In late July, more than 45 STREAM community engagement (CE) participants attended the 7th STREAM All-CAB webinar to explore how they can improve TB programs and policies through advocacy. STREAM Community Advisory Boards (CABs) joined REDE-TB, SMIT, and Vital Strategies to discuss effective ways to influence decision-making about health, and reviewed advocacy case studies and best practices from Moldova and Uganda.
Led by the STREAM Community Engagement Officer in Moldova, Dr. Svetlana Doltu, webinar attendees focused on strategies and skills to build partnerships with decision-makers and to advocate for change. Svetlana emphasized that the STREAM experience has provided CAB members with important advocacy tools (for example, better understanding of research protocols and new treatment regimens) that are useful for influencing national and international TB guidelines.
Dr. Doltu also gave practical advice to CAB members, emphasizing that they will be most effective as advocates if they remain informed on current TB recommendations and issues, understand the local policy-making process, actively participate in advocacy efforts, and are ready to offer solutions to identified issues. She also encouraged CAB members to advocate for participation in all steps of the research process, for transparency in research, and elimination of regulatory barriers in order to close the gap between researchers and the community.
CABs are uniquely positioned to contribute to new policies, given their diverse and important institutional affiliations that allow them to connect different stakeholders and build broad-based trust, confidence and partnerships. Doltu remarked:
As CAB members, we have the unique capacity to reach out to stakeholders and advocate for the necessary changes needed to improve the lives of those undergoing TB treatment… We have experience in community-based targeting and research, useful for creating TB guidelines and comprehensive care.
However, participants agreed that – to really influence policies and programs – it is critical for decision-makers to view CABs as “ready and able” to meaningfully participate in the process The session concluded that policy change can greatly improve quality of life for people affected by TB, and community engagement in the research and policy-making process is necessary to achieve these gains.

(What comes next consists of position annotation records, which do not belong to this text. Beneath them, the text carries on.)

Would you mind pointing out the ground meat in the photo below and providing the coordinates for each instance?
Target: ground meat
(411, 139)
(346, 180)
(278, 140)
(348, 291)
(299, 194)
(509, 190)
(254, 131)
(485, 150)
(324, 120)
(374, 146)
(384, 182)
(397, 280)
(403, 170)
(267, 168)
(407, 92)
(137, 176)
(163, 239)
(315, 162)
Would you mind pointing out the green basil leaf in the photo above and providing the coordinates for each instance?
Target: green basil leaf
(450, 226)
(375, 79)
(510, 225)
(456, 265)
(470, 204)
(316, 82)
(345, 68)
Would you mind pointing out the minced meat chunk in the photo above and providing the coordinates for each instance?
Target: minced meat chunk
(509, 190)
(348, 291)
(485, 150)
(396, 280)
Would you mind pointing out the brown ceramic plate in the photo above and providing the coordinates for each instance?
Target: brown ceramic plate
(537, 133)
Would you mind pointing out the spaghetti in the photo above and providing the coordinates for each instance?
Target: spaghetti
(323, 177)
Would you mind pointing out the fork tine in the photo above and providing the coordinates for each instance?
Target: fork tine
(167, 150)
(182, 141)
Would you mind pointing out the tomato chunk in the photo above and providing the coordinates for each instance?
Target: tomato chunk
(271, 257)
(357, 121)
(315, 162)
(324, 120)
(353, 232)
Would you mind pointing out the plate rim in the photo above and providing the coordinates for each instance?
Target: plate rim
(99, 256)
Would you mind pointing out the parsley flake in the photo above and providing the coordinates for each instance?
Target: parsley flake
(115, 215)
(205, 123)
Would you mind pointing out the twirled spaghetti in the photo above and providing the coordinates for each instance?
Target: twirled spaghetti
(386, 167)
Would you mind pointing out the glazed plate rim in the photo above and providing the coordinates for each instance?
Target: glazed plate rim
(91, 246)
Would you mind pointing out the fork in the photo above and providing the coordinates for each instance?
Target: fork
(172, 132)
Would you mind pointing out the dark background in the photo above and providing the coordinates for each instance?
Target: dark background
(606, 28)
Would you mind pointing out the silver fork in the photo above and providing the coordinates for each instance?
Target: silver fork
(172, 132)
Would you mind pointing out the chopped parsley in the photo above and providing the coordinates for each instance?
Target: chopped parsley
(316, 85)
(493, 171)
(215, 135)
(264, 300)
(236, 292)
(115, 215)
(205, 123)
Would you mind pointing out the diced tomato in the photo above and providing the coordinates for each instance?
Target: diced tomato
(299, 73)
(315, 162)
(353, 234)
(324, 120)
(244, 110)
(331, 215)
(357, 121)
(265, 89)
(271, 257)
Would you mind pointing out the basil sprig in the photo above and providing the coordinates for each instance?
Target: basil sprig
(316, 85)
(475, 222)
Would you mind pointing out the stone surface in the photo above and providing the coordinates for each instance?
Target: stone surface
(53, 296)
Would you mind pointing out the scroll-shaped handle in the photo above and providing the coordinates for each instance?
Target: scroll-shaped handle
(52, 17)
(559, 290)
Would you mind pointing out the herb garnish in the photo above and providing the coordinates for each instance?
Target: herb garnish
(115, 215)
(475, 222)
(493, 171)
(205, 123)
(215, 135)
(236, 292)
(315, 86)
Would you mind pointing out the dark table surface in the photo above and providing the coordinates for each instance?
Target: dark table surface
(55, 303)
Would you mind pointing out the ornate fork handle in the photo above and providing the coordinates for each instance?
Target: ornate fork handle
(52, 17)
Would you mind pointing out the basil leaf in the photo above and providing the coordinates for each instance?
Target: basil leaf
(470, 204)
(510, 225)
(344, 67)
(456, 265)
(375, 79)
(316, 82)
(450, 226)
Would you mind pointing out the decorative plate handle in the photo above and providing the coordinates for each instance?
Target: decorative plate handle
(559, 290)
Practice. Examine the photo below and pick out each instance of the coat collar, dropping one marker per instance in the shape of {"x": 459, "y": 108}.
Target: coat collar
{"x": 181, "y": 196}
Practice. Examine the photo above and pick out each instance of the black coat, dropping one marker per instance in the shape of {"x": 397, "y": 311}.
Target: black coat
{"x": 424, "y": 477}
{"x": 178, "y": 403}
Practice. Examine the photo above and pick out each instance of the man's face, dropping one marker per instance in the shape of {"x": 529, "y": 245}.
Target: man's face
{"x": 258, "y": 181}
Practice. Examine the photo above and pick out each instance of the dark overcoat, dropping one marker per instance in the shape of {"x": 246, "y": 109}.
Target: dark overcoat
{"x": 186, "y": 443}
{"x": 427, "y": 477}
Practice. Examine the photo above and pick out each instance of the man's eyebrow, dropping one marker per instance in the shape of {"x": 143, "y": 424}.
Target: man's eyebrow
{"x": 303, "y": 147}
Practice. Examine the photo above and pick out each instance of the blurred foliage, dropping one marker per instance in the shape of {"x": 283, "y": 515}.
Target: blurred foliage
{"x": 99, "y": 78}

Dr. Ivan Kimuli, a STREAM Community Liaison Officer, then shared the Ugandan experience. He remarked that communities have been empowered by the STREAM CAB to participate in civil actions and increase public awareness by disseminating information on TB. Kimuli stated, “we need partnerships and cannot stand alone. Building a strong partnership with everyone who stands for TB change like NGOs, civil society organizations, individuals in positions of power, can help us achieve great influence over policy.” He explained that Ugandan traditions, which are deeply rooted in cultural and religious values, require advocates to create coalitions with well-regarded community leaders in order to effectively advocate for policy change.